What are sinkholes anyway?by Rebecca Priestley
Most of us have seen horror videos of sinkholes swallowing houses, but few know how they actually work.
ANSWER: Sinkholes can form naturally or be triggered by human activities, says Jon Carey, an engineering geologist at GNS Science. “Natural sinkholes generally form in karst landscapes – terrain underlain by soluble rocks such as dolomites, limestones and chalks,” he says.
“The natural process of water moving through these rocks slowly dissolves them, creating underground cavities.”
He says over time these cavities can expand upwards and outwards, creating bigger openings, until eventually the ground above them, which has been hiding what’s going on, might begin to subside.
“Sometimes this happens slowly or sometimes a sudden collapse might create a large sinkhole.”
The sudden collapses are known as cover-collapse sinkholes and are the ones that make the headlines.
Human-induced sinkholes can form in any rock that’s been subject to underground excavations, such during the creation of tunnels and mine shafts. “If you make a mistake in the way you design the excavation, it can collapse into some kind of hole,” says Carey.
Changes in groundwater conditions, such as leaking water mains and even swimming pools, can also cause land subsidence, as can groundwater extraction.
“By removing the water from a subterranean environment,” he says, “you can create a cavity and the ground above can slowly fall into it.”
In New Zealand, you’re most likely to find natural karst features – underground caves with sinkholes at the surface – in limestone country in parts of northwest Nelson, in the southern part of the Waikato region and in parts of Canterbury.
But the Cromwell walking track in which a sinkhole appeared – the 45th Parallel Walking Track – passes over an alluvial terrace, which is not the sort of geology usually associated with natural sinkhole development, says Carey. “My first impression would be that this is a human-induced sinkhole related to historical mining practices.”
In some parts of the world, such as a region of Florida known as “sinkhole alley”, people have died after being swallowed by the sudden emergence of the holes.
Carey says sinkholes are not something we should be too worried about in New Zealand, where volcanoes, earthquakes and landslides are more of a concern.

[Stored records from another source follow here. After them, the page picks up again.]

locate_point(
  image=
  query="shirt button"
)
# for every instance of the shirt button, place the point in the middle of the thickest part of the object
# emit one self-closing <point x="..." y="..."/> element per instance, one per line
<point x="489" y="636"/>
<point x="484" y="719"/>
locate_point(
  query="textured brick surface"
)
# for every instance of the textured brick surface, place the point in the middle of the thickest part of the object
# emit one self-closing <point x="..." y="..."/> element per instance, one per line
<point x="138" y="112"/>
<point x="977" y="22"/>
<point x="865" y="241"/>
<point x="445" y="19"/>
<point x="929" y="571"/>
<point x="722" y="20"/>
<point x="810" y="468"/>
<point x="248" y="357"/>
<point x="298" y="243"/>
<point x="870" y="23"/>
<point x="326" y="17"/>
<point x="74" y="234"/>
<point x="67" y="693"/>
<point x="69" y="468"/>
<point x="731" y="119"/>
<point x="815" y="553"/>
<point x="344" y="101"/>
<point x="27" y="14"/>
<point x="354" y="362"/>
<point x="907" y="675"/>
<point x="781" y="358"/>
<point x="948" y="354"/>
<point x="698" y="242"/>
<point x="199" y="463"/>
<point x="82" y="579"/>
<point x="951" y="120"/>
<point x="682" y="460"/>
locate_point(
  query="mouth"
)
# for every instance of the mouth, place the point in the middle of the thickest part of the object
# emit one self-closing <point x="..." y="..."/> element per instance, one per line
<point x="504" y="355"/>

But sinkhole-related accidents are not unheard of.
In 2014, a Waihi cyclist was seriously hurt after riding into a 1m-wide sinkhole. This hole was believed to have formed naturally, in contrast to other major sinkholes that started emerging in the town in 1999. Caused by the collapse of old mine workings, these large sinkholes, up to 50m in diameter, have destroyed houses and led to the permanent evacuation of nearby homes.

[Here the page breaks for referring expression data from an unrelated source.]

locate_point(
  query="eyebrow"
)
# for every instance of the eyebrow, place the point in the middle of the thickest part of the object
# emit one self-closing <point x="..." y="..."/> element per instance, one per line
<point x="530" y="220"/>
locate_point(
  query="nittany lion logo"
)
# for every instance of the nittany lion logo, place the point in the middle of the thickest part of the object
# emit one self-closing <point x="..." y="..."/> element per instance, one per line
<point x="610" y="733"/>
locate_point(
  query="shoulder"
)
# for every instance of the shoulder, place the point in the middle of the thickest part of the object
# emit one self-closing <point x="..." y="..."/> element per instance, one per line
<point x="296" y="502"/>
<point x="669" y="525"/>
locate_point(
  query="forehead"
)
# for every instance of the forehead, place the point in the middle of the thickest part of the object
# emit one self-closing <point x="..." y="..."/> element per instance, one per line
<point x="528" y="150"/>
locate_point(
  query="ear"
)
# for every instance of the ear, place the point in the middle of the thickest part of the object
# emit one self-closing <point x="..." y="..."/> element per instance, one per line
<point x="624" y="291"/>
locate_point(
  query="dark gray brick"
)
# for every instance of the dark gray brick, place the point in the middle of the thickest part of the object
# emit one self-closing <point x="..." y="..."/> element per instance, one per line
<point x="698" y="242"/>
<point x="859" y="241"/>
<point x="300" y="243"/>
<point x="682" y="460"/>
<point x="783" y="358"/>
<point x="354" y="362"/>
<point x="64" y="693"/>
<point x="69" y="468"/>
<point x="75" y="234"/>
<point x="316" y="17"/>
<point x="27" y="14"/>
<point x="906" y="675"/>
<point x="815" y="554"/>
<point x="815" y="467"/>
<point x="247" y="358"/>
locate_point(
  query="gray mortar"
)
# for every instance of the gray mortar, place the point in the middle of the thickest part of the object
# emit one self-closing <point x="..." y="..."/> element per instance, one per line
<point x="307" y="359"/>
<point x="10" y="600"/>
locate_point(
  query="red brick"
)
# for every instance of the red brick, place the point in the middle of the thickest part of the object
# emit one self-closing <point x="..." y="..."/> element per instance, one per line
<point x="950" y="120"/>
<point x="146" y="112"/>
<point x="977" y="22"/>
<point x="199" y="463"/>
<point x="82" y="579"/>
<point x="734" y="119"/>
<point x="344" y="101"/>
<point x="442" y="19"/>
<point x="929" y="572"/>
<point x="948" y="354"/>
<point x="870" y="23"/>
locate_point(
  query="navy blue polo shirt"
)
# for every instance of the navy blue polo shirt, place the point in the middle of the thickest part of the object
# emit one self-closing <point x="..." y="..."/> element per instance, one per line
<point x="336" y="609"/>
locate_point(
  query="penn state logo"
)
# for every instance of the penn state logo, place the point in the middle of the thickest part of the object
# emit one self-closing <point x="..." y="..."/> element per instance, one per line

When heavy rain destabilises hillsides, most people are aware of the risk of landslide. In fact, that’s what last year’s Queensland “sinkhole” turned out to be – it was reinterpreted as a type of landslide or slope failure common on the sandy shores of beaches and rivers.

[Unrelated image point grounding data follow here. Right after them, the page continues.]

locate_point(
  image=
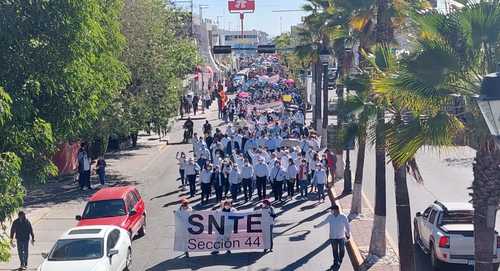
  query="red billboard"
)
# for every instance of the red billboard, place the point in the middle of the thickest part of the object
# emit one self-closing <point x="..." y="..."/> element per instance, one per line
<point x="238" y="6"/>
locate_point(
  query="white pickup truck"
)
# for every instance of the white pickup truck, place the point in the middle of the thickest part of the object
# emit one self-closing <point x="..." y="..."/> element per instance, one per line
<point x="446" y="232"/>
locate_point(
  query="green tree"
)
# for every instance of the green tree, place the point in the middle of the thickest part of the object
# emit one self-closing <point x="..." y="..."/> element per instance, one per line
<point x="11" y="189"/>
<point x="157" y="64"/>
<point x="453" y="52"/>
<point x="59" y="59"/>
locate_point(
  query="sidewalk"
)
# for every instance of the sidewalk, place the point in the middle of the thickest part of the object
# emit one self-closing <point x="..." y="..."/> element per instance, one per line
<point x="52" y="208"/>
<point x="361" y="228"/>
<point x="297" y="244"/>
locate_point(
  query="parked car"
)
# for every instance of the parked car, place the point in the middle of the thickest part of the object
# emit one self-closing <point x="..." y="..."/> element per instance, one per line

But we’re not at risk of the type of sinkholes that have appeared on Siberia’s Yamal Peninsula, says Carey. “Russian scientists are indicating that the repeated freezing and thawing of the rock may have caused a build-up of gas pressure – of methane or a gas hydrate – below the rock in some kind of cavity. Eventually, you get an eruption of the gas, and that release of pressure causes the creation of the sinkholes.”
If this theory is correct, a warming climate, with associated thawing of permafrost land, may worsen the problem.